No se trata de una acusación menor. Morena, como partido en el poder, ha hecho de la lucha contra el amiguismo y el influyentismo una bandera. Claudia Sheinbaum y Luisa María Alcalde han reiterado que no debe haber candidaturas para familiares de alcaldes en funciones. Pero Sayula parece ser la excepción disfrazada de regla, donde las decisiones no las toma la militancia, sino los lazos de sangre.
El reclamo de Modesta Clemente, grabado en video y ampliamente difundido, no solo puso en evidencia a Ramírez Zepeta, sino que destapó una red de poder que busca perpetuarse a costa de la legitimidad del partido. Mientras Morena cierra los ojos, en Sayula se cocina una herencia política que no tiene nada de transformación y mucho de lo que la gente ya no quiere.
Si Morena permite que Sayula se convierta en el modelo a seguir, corre el riesgo de repetir los peores vicios del pasado. No basta con discursos contra el nepotismo si, en los hechos, se tolera y se protege. El partido está a tiempo de corregir, pero cada día que pasa sin respuestas claras, la desconfianza crece. Y en política, la desconfianza se paga en las urnas.
Alejandro Moreno, líder nacional del PRI, aseguró en su visita a Xalapa que varios de sus candidatos han recibido amenazas para bajarse de la contienda, y que por miedo a represalias no presentan denuncias. Las declaraciones son graves, porque confirman un fenómeno que ya se ha documentado en otros procesos electorales: el uso de la violencia para inhibir la participación política. Pero también dejan una duda flotando en el aire: ¿habla Alito de un problema real o está tratando de justificar la debilidad de su partido en el estado?

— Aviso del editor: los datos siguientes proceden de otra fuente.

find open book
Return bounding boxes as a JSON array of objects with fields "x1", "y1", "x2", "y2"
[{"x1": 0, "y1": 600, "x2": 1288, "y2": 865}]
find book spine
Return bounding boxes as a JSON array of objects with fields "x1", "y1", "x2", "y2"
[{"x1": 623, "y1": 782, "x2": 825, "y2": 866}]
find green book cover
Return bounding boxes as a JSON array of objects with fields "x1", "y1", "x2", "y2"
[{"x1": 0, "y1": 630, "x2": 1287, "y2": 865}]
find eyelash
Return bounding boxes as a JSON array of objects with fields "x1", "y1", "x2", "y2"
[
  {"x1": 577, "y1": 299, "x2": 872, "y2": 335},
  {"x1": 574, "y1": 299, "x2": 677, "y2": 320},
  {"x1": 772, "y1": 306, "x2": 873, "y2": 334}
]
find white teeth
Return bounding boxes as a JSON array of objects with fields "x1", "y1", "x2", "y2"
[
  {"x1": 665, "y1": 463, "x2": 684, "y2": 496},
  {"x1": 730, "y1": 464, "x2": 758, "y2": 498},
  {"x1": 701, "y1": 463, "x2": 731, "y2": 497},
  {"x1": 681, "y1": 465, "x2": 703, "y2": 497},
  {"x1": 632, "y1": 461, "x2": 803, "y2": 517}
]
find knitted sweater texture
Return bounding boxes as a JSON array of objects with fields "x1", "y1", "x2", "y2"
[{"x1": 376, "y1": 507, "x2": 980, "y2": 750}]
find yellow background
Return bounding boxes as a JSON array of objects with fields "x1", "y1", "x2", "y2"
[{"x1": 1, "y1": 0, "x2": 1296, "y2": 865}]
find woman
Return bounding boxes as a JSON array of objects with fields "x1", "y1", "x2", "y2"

El PRI llega a esta elección en Veracruz con estructuras fracturadas, escasos cuadros competitivos y sin posibilidades reales de ganar más allá de algunos municipios. Ante ese panorama, posicionar la narrativa de que sus candidatas y candidatos no pueden hacer campaña por amenazas podría ser una forma de victimización política. Un recurso para explicar de antemano resultados adversos, sin asumir que también hay responsabilidad en la falta de trabajo de base.
Eso no significa que las amenazas no existan. Sería ingenuo negarlo en un país donde hacer campaña en ciertos territorios es un acto de valentía. Pero tampoco podemos dejar de observar cómo el discurso del miedo puede convertirse en una herramienta útil para reposicionar a un partido venido a menos. Alito Moreno habla de varios casos, pero se niega a decir cuántos ni en dónde, lo que impide evaluar la dimensión real del problema.
En cualquier escenario, lo que sí es cierto es que la violencia —real o amplificada— ya forma parte de la campaña. Y mientras las autoridades estatales insisten en que hay condiciones para la elección, los partidos optan por no denunciar, por cálculo o por miedo. La democracia se enfrenta así a un nuevo enemigo: no solo el crimen, sino la desconfianza en las instituciones y el oportunismo político que distorsiona los hechos en nombre de la competencia.